Back in the day when there was no Internet immediately at hand—it seems eons ago—the easiest and most efficient way to get a handle on the relative value of a collectible book was to consult a printed price guide, or if you were really on the ball, look also at auction records listed annually in American Book Prices Current.

Given the vast universe of sought-after material, no single book could possibly aspire to be all things to all people, though in the field of literary first editions, there was Van Allen Bradley’s greatly admired Book Collector’s Handbook of Values series of compendia. When I first began prowling the New England countryside for hidden treasures back in the 1970s, essential equipment for me was a copy of “Bradley,” as it was known to one and all, usually left tucked away in my car for ready reference; the compilation appeared four times between 1972 and 1982 at three-year intervals.

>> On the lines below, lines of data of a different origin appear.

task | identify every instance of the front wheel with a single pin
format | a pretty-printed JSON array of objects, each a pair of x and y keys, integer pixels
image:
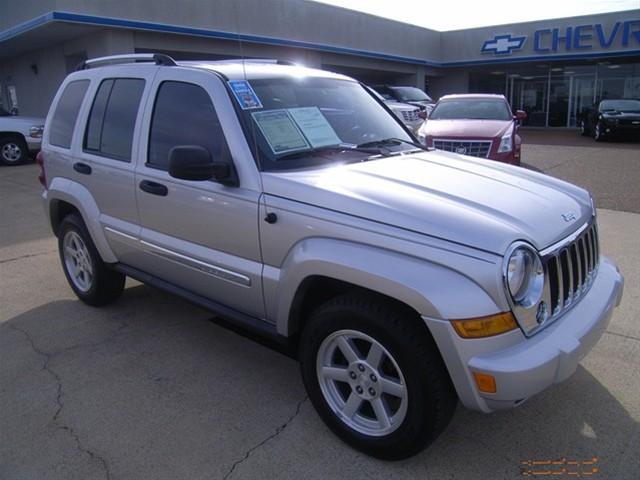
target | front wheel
[
  {"x": 598, "y": 132},
  {"x": 13, "y": 151},
  {"x": 375, "y": 376},
  {"x": 583, "y": 128},
  {"x": 91, "y": 279}
]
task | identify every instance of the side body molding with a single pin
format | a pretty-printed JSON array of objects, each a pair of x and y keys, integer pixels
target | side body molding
[
  {"x": 429, "y": 288},
  {"x": 63, "y": 189}
]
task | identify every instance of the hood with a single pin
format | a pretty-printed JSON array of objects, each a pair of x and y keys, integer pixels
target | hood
[
  {"x": 467, "y": 128},
  {"x": 473, "y": 202},
  {"x": 405, "y": 107}
]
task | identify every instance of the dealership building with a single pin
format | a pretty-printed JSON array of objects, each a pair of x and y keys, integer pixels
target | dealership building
[{"x": 552, "y": 69}]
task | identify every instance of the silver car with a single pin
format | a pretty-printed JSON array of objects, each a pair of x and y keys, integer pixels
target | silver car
[{"x": 291, "y": 202}]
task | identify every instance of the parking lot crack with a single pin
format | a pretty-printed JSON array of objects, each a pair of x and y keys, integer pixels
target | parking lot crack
[
  {"x": 277, "y": 432},
  {"x": 60, "y": 404},
  {"x": 28, "y": 255}
]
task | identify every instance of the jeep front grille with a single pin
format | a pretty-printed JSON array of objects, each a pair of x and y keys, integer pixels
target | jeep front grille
[
  {"x": 569, "y": 270},
  {"x": 475, "y": 148}
]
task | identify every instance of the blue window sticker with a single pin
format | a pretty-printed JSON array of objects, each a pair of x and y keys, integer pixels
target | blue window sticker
[{"x": 244, "y": 94}]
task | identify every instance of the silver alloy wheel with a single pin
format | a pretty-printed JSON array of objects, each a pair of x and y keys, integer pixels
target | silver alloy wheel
[
  {"x": 77, "y": 261},
  {"x": 11, "y": 152},
  {"x": 362, "y": 382}
]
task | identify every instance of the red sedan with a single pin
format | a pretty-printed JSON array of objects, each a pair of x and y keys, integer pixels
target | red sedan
[{"x": 480, "y": 125}]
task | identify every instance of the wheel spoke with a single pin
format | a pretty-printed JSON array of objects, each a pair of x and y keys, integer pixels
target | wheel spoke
[
  {"x": 352, "y": 405},
  {"x": 374, "y": 357},
  {"x": 381, "y": 412},
  {"x": 348, "y": 349},
  {"x": 392, "y": 388},
  {"x": 336, "y": 373}
]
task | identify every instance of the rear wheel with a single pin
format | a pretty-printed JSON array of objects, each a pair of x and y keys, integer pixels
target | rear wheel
[
  {"x": 90, "y": 278},
  {"x": 13, "y": 151},
  {"x": 375, "y": 376}
]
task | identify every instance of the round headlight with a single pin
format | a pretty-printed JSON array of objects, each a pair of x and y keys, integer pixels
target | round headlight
[{"x": 525, "y": 276}]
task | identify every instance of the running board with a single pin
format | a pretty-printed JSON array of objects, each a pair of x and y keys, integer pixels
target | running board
[{"x": 232, "y": 316}]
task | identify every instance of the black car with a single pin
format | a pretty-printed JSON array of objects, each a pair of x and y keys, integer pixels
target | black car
[
  {"x": 611, "y": 117},
  {"x": 410, "y": 95}
]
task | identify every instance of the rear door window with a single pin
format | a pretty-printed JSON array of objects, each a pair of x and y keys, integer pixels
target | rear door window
[
  {"x": 113, "y": 118},
  {"x": 64, "y": 118},
  {"x": 183, "y": 115}
]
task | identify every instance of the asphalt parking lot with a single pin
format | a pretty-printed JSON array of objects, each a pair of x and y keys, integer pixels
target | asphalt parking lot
[{"x": 153, "y": 388}]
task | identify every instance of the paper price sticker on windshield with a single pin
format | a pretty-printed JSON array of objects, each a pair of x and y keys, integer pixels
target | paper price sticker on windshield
[
  {"x": 244, "y": 94},
  {"x": 315, "y": 126},
  {"x": 280, "y": 131}
]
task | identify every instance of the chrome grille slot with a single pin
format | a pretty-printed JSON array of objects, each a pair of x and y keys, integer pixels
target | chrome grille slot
[
  {"x": 570, "y": 269},
  {"x": 474, "y": 148}
]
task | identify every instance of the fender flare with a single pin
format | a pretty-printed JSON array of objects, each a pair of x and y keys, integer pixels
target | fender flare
[
  {"x": 66, "y": 190},
  {"x": 430, "y": 289}
]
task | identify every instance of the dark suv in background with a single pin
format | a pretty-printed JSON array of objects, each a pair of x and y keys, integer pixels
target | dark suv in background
[{"x": 611, "y": 118}]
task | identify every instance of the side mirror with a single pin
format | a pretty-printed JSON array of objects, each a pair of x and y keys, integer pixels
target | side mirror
[{"x": 193, "y": 162}]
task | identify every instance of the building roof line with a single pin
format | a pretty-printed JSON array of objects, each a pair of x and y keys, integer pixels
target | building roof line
[{"x": 71, "y": 17}]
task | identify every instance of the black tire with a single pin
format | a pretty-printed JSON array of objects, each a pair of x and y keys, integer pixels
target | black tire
[
  {"x": 430, "y": 393},
  {"x": 13, "y": 150},
  {"x": 598, "y": 134},
  {"x": 583, "y": 128},
  {"x": 106, "y": 285}
]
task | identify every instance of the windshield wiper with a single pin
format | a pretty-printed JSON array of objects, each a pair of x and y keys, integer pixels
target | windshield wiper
[
  {"x": 392, "y": 141},
  {"x": 337, "y": 148}
]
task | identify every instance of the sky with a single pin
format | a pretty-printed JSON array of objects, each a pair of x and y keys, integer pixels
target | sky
[{"x": 455, "y": 14}]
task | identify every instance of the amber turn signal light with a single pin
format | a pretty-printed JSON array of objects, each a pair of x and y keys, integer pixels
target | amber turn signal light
[
  {"x": 485, "y": 326},
  {"x": 486, "y": 383}
]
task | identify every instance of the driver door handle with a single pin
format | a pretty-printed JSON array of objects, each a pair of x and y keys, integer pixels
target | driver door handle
[{"x": 154, "y": 188}]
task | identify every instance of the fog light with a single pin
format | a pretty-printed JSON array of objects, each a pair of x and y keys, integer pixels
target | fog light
[
  {"x": 485, "y": 326},
  {"x": 486, "y": 383}
]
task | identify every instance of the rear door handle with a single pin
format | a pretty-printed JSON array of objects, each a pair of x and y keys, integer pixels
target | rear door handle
[
  {"x": 154, "y": 188},
  {"x": 82, "y": 168}
]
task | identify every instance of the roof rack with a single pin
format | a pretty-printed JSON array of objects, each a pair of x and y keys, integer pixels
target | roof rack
[
  {"x": 256, "y": 60},
  {"x": 158, "y": 58}
]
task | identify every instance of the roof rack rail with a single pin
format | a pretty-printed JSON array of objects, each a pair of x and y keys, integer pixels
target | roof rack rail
[
  {"x": 158, "y": 58},
  {"x": 258, "y": 60}
]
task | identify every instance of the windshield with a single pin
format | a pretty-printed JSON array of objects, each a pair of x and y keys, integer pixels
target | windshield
[
  {"x": 307, "y": 121},
  {"x": 471, "y": 109},
  {"x": 411, "y": 94},
  {"x": 620, "y": 105}
]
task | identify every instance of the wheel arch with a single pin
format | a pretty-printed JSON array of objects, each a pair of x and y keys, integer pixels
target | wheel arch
[
  {"x": 317, "y": 269},
  {"x": 65, "y": 196}
]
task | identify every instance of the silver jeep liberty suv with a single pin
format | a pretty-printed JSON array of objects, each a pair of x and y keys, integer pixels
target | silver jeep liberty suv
[{"x": 293, "y": 202}]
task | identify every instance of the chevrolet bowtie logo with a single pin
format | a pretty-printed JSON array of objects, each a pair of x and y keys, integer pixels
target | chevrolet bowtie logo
[{"x": 503, "y": 44}]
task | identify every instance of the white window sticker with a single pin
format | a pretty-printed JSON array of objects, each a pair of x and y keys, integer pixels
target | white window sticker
[
  {"x": 280, "y": 131},
  {"x": 315, "y": 126},
  {"x": 244, "y": 94}
]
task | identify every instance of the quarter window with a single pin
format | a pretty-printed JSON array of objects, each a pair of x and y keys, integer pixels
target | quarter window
[
  {"x": 183, "y": 115},
  {"x": 64, "y": 118},
  {"x": 113, "y": 118}
]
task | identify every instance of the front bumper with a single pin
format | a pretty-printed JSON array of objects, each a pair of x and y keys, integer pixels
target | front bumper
[
  {"x": 524, "y": 366},
  {"x": 33, "y": 144}
]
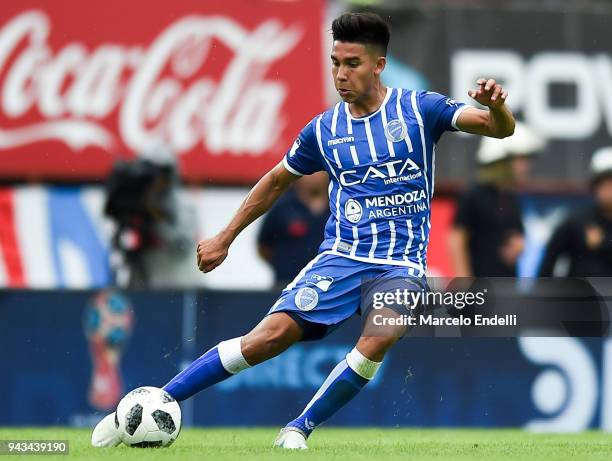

What always elevated Bradley above all the other efforts was the inclusion of bibliographical details and issue points. It wasn’t just a price guide, in other words, it was a handbook in the truest sense, a tool that had the “value added” feature of educating collectors in the nuances of techniques to be mastered in the field.

Patricia and Allen Ahearn established Quill & Brush in 1976. They are the authors of Collected Books: The Guide to Identification and Values, Book Collecting 2000, and 174 individual author price guides. Credit: Maija Lelis. Courtesy of Quill & Brush.

A long-time literary editor for the Chicago Sun-Times, Bradley was a prolific writer—he made his name nationally in 1958 with his splendidly titled debut effort, Gold in Your Attic—and was working on a fifth edition of Handbook of Values when he died not long after release of the fourth edition. At that point Allen and Patricia Ahearn, the well-known owners of Quill & Brush, Inc. Booksellers now located in Dickerson, Maryland, but for many years based outside of Washington, D.C., in Bethesda, accepted an invitation from Faith Sale, a senior editor at G. P. Putnam’s, to keep what had become a standard reference in print with a new edition.

Building on Bradley’s model, the Ahearns brought their own skills as professional booksellers to the task, drawing on their contacts throughout the antiquarian world to construct a database of values that was truly representative, and above all, painstakingly accurate. Their first effort, titled Collected Books: The Guide to Identification and Values, was published in 1991, and very quickly became as close to indispensable as any one-volume guidebook for collectors and dealers can possibly get.

The fourth edition of Collected Books is completely updated and augmented. Courtesy of Quill & Brush.

After the appearance of a third edition in 2002, the series could have easily ended then and there and faded into the sunset, a victim of the electronic alternatives that have become increasingly popular with a new generation of bibliophiles. But with continued demand for the kind of detail not typically available online—particularly in the area of “states” and “issues,” and with an ever present eye for “condition, condition, condition”—the Ahearns saw merit in carrying on, with the result that a twentieth-anniversary edition, fully updated and augmented, has just been released under their own Quill & Brush imprint, which has allowed them to hold the line on the $75 jacket price.

Some twenty-two thousand entries are packed into 814 pages of finely printed text, and while that is certainly an impressive number, it “just scratches the surface” of what is collectible, Allen Ahearn stressed in a recent interview. “If forced to give a number, I would estimate there is somewhere around two million titles in circulation out there that are collectible,” he added, making it especially important that he and his wife list “a broad range of collectible books” in numerous genres.